Re: 2nd Level Buffer Cache

From: Jeff Janes <jeff(dot)janes(at)gmail(dot)com>
To: Greg Stark <gsstark(at)mit(dot)edu>
Cc: Jim Nasby <jim(at)nasby(dot)net>, Tom Lane <tgl(at)sss(dot)pgh(dot)pa(dot)us>, Robert Haas <robertmhaas(at)gmail(dot)com>, Kevin Grittner <Kevin(dot)Grittner(at)wicourts(dot)gov>, rsmogura <rsmogura(at)softperience(dot)eu>, PG Hackers <pgsql-hackers(at)postgresql(dot)org>
Subject: Re: 2nd Level Buffer Cache
Date: 2011-03-25 16:26:38
Message-ID: AANLkTi=A2sa=cTd998JkXYaCg0m7JGirEvqcnm8V2K2_@mail.gmail.com
Views: Raw Message | Whole Thread | Download mbox | Resend email
Thread:
Lists: pgsql-hackers

On Thu, Mar 24, 2011 at 7:51 PM, Greg Stark <gsstark(at)mit(dot)edu> wrote:
> On Thu, Mar 24, 2011 at 11:33 PM, Jeff Janes <jeff(dot)janes(at)gmail(dot)com> wrote:
>> I tried under the circumstances I thought were mostly likely to show a
>> time difference, and I was unable to detect a reliable difference in
>> timing between free list and clock sweep.
>
> It strikes me that it shouldn't be terribly hard to add a profiling
> option to Postgres to dump out a list of precisely which blocks of
> data were accessed in which order. Then it's fairly straightforward to
> process that list using different algorithms to measure which
> generates the fewest cache misses.

It is pretty easy to get the list by adding a couple "elog". To be
safe you probably also need to record pins and unpins, as you can't
evict a pinned buffer no matter how other-wise eligible it might be.
For most workloads you might be able to get away with just assuming
that if it is eligible for replacement under any reasonable strategy,
than it is very unlikely to still be pinned. Also, if the list is
derived from a concurrent environment, then the order of access you
see under a particular policy might no longer be the same if a
different policy were adopted.

But whose work-load would you use to do the testing? The ones I was
testing were simple enough that I just know what the access pattern
is, the root and 1st level branch blocks are almost always in shared
buffer, the leaf and table blocks almost never are.
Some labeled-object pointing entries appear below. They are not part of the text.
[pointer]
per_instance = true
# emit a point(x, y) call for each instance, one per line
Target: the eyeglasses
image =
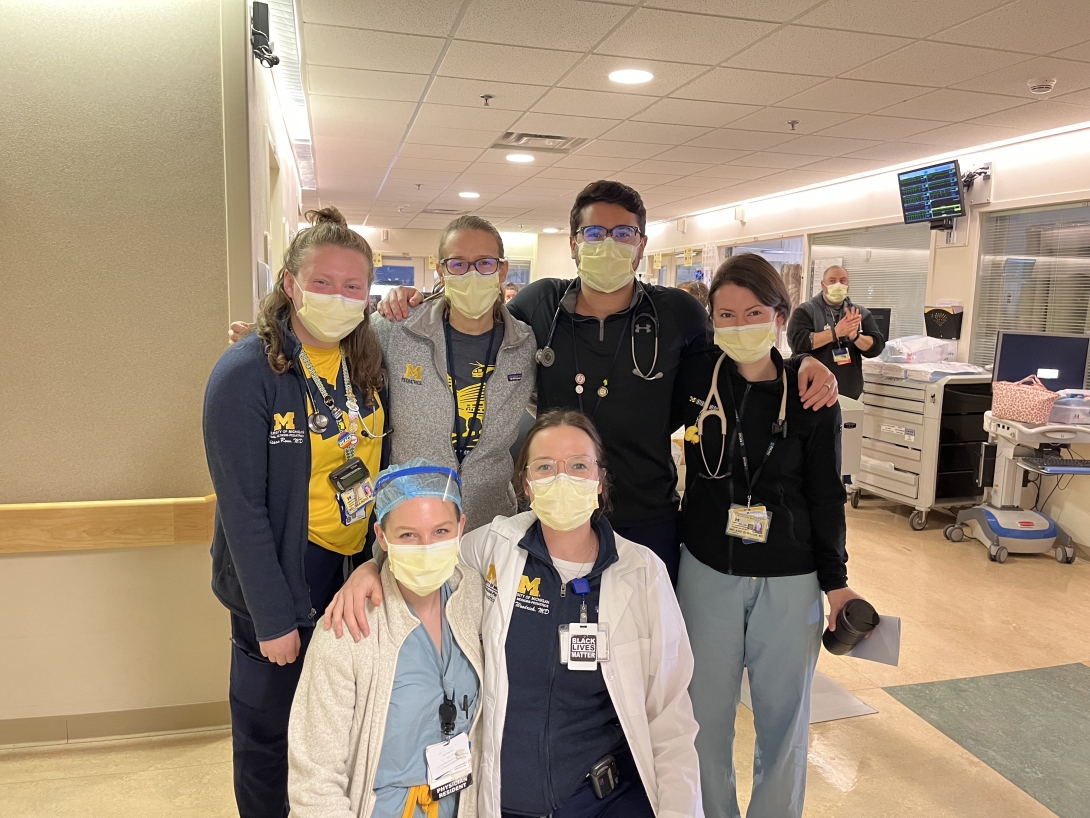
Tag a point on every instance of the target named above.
point(624, 233)
point(460, 266)
point(544, 470)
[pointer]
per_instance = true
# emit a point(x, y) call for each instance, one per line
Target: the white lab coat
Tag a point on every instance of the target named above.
point(648, 673)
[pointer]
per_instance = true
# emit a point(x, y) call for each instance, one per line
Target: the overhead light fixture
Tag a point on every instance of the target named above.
point(631, 76)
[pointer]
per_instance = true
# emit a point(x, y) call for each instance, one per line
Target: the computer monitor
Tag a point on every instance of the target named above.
point(1058, 360)
point(932, 193)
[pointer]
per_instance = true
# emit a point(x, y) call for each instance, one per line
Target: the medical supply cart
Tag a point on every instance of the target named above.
point(921, 442)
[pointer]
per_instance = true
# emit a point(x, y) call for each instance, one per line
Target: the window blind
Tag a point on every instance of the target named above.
point(887, 266)
point(1034, 275)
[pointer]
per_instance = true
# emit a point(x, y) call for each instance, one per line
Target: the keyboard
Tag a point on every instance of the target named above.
point(1057, 465)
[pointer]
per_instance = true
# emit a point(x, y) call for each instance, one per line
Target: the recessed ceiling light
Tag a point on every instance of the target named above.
point(631, 76)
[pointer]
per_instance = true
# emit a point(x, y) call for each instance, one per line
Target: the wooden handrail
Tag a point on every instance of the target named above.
point(118, 524)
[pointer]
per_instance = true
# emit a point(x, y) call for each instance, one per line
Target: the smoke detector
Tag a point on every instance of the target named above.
point(1041, 85)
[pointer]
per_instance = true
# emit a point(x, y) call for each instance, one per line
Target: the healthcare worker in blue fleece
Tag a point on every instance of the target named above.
point(293, 426)
point(586, 710)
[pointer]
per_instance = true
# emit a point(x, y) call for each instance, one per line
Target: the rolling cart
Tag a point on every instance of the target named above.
point(921, 442)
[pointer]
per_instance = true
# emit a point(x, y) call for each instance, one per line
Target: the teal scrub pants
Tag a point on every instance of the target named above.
point(773, 626)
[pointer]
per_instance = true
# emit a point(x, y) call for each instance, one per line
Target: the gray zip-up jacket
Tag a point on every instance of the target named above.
point(421, 409)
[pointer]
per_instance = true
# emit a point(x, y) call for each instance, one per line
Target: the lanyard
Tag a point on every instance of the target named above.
point(351, 403)
point(605, 383)
point(462, 442)
point(779, 428)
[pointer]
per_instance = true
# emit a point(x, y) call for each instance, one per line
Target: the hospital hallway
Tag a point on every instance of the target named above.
point(986, 717)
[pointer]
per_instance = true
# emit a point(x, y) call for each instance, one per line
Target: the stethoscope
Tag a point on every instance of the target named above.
point(546, 356)
point(713, 408)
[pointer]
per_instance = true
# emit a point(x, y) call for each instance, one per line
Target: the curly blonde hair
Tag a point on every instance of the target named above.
point(362, 351)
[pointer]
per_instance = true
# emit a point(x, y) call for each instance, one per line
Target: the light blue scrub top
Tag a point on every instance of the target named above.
point(412, 722)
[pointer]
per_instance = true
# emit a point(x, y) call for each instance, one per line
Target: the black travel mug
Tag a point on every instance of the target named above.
point(856, 620)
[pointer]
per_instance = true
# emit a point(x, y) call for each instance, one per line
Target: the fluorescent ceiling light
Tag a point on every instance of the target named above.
point(631, 76)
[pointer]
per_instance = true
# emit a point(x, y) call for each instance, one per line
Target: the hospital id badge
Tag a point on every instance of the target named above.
point(449, 766)
point(583, 645)
point(750, 525)
point(355, 502)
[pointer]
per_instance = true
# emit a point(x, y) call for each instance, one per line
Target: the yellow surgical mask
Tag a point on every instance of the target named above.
point(606, 266)
point(423, 568)
point(746, 344)
point(329, 317)
point(473, 293)
point(836, 292)
point(566, 503)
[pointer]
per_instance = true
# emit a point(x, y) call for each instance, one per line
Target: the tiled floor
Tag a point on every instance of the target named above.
point(961, 616)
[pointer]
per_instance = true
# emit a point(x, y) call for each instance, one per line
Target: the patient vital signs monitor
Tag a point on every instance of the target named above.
point(1058, 360)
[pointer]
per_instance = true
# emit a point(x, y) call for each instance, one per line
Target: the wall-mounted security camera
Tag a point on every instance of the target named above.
point(259, 36)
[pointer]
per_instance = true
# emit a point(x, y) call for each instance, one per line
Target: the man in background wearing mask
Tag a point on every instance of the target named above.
point(610, 347)
point(838, 333)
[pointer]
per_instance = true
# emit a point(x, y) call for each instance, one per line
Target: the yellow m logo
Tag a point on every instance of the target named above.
point(530, 587)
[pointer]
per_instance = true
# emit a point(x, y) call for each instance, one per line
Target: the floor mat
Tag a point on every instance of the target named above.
point(1031, 726)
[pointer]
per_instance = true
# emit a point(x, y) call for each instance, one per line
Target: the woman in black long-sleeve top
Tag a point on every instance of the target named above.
point(764, 534)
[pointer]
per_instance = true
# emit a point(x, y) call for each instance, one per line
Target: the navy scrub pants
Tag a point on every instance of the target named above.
point(663, 538)
point(261, 697)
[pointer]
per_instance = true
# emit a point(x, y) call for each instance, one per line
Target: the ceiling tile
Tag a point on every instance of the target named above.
point(820, 51)
point(852, 96)
point(964, 134)
point(765, 159)
point(410, 16)
point(1040, 116)
point(655, 132)
point(453, 136)
point(1039, 26)
point(776, 120)
point(674, 168)
point(737, 171)
point(1069, 75)
point(366, 84)
point(934, 63)
point(951, 105)
point(440, 152)
point(509, 96)
point(741, 140)
point(555, 124)
point(593, 103)
point(847, 166)
point(328, 45)
point(607, 147)
point(775, 10)
point(823, 145)
point(694, 112)
point(916, 19)
point(476, 118)
point(749, 87)
point(593, 74)
point(665, 35)
point(506, 63)
point(704, 155)
point(881, 128)
point(562, 24)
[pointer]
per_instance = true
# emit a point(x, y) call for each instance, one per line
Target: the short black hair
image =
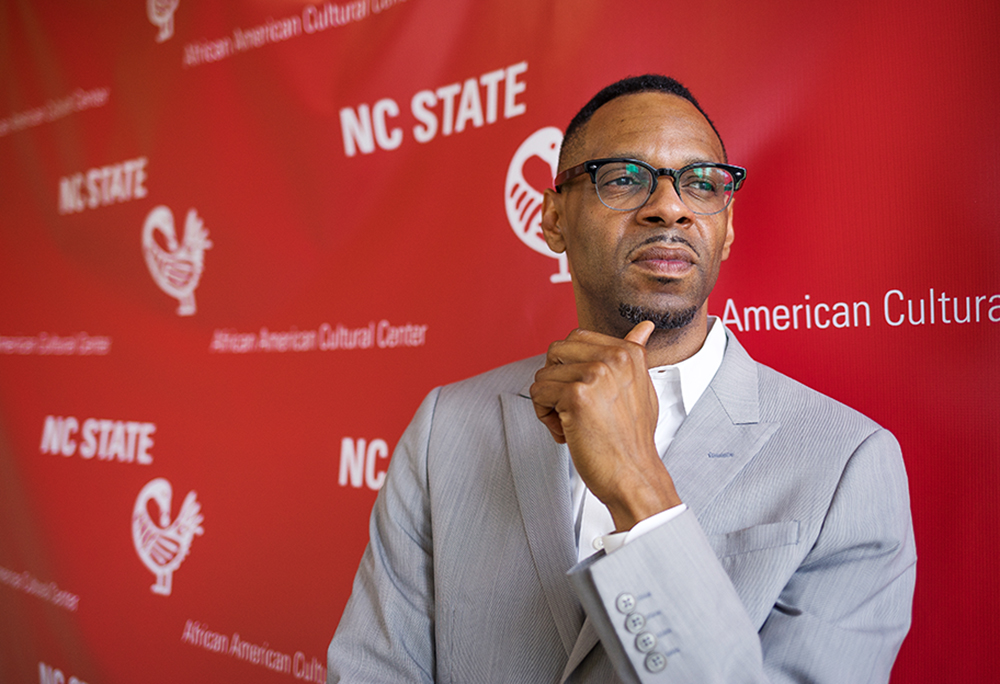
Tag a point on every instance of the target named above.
point(629, 86)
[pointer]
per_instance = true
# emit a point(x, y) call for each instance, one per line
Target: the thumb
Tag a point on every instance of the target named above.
point(640, 333)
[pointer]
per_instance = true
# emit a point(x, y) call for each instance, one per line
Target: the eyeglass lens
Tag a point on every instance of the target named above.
point(625, 186)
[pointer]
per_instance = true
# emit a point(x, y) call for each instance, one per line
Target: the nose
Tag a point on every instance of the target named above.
point(664, 207)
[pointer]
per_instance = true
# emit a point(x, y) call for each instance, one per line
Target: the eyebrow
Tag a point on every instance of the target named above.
point(685, 162)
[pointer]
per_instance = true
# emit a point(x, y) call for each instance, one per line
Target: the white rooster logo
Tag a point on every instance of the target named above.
point(524, 202)
point(164, 546)
point(177, 269)
point(161, 13)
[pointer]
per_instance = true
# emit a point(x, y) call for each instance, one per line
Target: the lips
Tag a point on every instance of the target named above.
point(664, 260)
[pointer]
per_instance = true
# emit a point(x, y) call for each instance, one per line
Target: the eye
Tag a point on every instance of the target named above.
point(622, 177)
point(704, 182)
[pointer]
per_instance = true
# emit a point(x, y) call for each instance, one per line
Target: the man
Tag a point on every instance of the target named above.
point(753, 530)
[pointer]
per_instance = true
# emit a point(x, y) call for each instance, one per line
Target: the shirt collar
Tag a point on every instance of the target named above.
point(697, 371)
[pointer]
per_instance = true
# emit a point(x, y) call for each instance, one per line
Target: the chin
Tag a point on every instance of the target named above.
point(663, 319)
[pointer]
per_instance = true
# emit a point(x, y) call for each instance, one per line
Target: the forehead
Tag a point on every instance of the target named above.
point(663, 129)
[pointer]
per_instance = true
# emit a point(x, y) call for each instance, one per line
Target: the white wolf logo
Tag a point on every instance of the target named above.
point(163, 546)
point(524, 202)
point(161, 13)
point(177, 269)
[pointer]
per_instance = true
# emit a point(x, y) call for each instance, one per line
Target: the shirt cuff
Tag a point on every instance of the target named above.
point(614, 541)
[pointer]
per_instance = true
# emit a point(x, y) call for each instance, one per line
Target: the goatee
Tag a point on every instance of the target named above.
point(663, 320)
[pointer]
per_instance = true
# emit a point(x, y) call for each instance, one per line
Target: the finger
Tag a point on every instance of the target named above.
point(640, 333)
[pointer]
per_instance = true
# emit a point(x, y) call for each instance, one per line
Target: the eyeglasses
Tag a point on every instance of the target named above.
point(626, 184)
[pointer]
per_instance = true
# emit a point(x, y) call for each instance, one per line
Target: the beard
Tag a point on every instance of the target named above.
point(663, 320)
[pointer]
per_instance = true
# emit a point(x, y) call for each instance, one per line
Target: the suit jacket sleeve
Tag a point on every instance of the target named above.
point(386, 633)
point(840, 616)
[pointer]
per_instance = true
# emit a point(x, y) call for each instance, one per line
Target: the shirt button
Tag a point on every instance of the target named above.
point(625, 603)
point(635, 622)
point(645, 642)
point(656, 661)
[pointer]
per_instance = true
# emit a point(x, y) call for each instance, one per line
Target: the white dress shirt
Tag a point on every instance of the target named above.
point(678, 388)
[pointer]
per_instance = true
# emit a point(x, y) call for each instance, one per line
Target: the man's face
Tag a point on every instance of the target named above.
point(662, 257)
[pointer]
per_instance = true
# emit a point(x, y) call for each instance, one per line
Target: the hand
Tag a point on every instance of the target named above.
point(594, 395)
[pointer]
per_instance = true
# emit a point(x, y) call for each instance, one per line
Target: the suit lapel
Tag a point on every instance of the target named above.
point(540, 470)
point(720, 436)
point(722, 433)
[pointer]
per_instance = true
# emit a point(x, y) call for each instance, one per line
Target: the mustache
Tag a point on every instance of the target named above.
point(669, 238)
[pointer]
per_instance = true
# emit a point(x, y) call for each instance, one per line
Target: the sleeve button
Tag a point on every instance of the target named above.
point(656, 661)
point(635, 622)
point(625, 603)
point(645, 642)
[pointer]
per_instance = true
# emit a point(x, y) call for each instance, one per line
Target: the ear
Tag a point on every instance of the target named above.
point(730, 236)
point(552, 221)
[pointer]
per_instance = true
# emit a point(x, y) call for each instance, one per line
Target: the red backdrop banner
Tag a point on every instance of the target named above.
point(241, 241)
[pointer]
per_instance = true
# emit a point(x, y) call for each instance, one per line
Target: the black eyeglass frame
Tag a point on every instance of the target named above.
point(591, 167)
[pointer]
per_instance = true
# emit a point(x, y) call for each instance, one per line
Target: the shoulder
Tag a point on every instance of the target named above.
point(783, 399)
point(510, 378)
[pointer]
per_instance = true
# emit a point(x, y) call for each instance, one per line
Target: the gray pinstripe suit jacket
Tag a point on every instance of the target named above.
point(794, 563)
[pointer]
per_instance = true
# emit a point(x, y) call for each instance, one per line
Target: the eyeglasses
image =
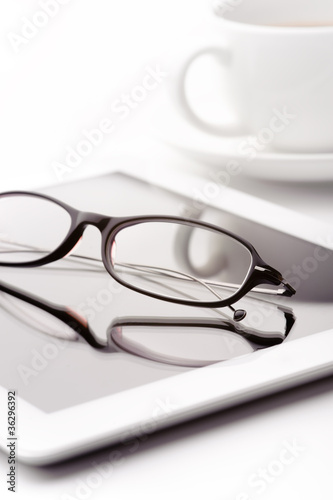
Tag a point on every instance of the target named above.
point(170, 258)
point(183, 342)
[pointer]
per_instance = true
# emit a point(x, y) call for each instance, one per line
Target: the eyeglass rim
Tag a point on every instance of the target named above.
point(109, 226)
Here my concern was not how to choose which block to replace in a
conceptual way, but rather how to code that selection in way that is
fast and concurrent and low latency for the latency-sensitive
processes. Either method will evict the same blocks, with the
exception of differences introduced by race conditions that get
resolved differently.

A benefit of focusing on the implementation rather than the high level
selection strategy is that improvements in implementation are more
likely to better carry over to other workloads.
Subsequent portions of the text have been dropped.